Quin studied the end of his cigarette.

"That ain't so good as it sounds," he said. "Sometimes I think I'd amounted to more if I had somebody that belonged to me."

"Isn't it rather early in the season for a young man's fancy to be lightly turning——"

The quotation was lost upon Quin, but the twinkle in the speaker's expressive eye was not.

"I didn't mean that," he laughingly protested; "I mean a mother or a sister or somebody like that, who would be a kind of anchor. Take Cass, for instance; he's steady as a rock."

"Ah! Cassius! One in ten thousand. From the time he was twelve he has shared with me the financial burden. An artist, Sergeant Graham, must remain aloof from the market-place. Now that I have retired permanently from the stage in order to devote my time exclusively to writing, my only business engagement is a series of lectures at the university, where, as you know, I occupy the chair of Dramatic Literature."

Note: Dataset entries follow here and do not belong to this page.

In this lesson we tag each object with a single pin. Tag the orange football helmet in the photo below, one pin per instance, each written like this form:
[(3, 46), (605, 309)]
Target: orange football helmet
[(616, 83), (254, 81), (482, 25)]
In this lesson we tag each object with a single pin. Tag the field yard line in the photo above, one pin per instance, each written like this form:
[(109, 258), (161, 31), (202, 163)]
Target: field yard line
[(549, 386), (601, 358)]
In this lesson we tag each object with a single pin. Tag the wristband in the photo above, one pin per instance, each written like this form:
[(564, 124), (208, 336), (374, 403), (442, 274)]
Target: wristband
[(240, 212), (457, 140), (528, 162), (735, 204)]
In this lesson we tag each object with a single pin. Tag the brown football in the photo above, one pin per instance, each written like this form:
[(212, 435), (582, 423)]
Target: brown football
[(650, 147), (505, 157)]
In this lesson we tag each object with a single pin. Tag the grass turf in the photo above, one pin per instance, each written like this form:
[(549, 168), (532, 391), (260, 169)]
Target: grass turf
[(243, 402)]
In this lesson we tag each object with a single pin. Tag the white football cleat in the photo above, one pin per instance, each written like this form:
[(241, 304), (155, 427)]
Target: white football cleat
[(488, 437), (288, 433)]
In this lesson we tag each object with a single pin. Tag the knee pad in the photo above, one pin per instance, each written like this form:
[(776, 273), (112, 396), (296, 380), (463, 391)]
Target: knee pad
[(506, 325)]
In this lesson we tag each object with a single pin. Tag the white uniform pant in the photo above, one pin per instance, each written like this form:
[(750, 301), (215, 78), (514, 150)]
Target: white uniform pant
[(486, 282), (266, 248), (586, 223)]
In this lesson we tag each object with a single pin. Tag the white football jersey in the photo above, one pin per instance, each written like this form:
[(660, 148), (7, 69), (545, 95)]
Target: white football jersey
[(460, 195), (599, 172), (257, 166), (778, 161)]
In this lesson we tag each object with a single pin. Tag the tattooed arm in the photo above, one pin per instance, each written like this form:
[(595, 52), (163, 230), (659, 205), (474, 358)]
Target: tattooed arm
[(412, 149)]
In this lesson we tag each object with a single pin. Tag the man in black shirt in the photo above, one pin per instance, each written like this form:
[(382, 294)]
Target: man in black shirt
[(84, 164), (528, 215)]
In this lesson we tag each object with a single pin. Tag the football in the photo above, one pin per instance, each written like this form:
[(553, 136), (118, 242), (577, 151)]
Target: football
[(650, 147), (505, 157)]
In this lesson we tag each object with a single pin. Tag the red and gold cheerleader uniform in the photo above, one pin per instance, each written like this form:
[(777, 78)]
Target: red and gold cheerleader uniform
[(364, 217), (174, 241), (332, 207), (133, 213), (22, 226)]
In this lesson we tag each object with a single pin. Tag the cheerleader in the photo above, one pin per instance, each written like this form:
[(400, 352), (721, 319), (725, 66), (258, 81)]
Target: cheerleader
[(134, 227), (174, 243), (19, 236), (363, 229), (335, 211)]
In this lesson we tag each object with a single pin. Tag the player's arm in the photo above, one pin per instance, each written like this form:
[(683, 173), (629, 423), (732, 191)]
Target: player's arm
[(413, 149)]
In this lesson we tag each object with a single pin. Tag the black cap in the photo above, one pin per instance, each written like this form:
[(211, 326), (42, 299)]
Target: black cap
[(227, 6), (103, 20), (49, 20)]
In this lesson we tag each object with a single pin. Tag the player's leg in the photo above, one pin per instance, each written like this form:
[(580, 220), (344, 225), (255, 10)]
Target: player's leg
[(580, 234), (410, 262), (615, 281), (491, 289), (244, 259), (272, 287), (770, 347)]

The chair thus euphemistically referred to was scarcely more than a three-legged stool, which he occupied four mornings in the week, the rest of his time being spent at home in the arduous task of writing tragedies in blank verse.

"What I got to think about is a job," said Quin, much more interested in his own affairs than in those of his host.

"Commercial or professional?" inquired Mr. Martel.

"Oh, I can turn my hand to 'most anything," bragged Quin, blowing smoke-rings at the ceiling. "It's experience that counts, and, believe me, I've had a plenty."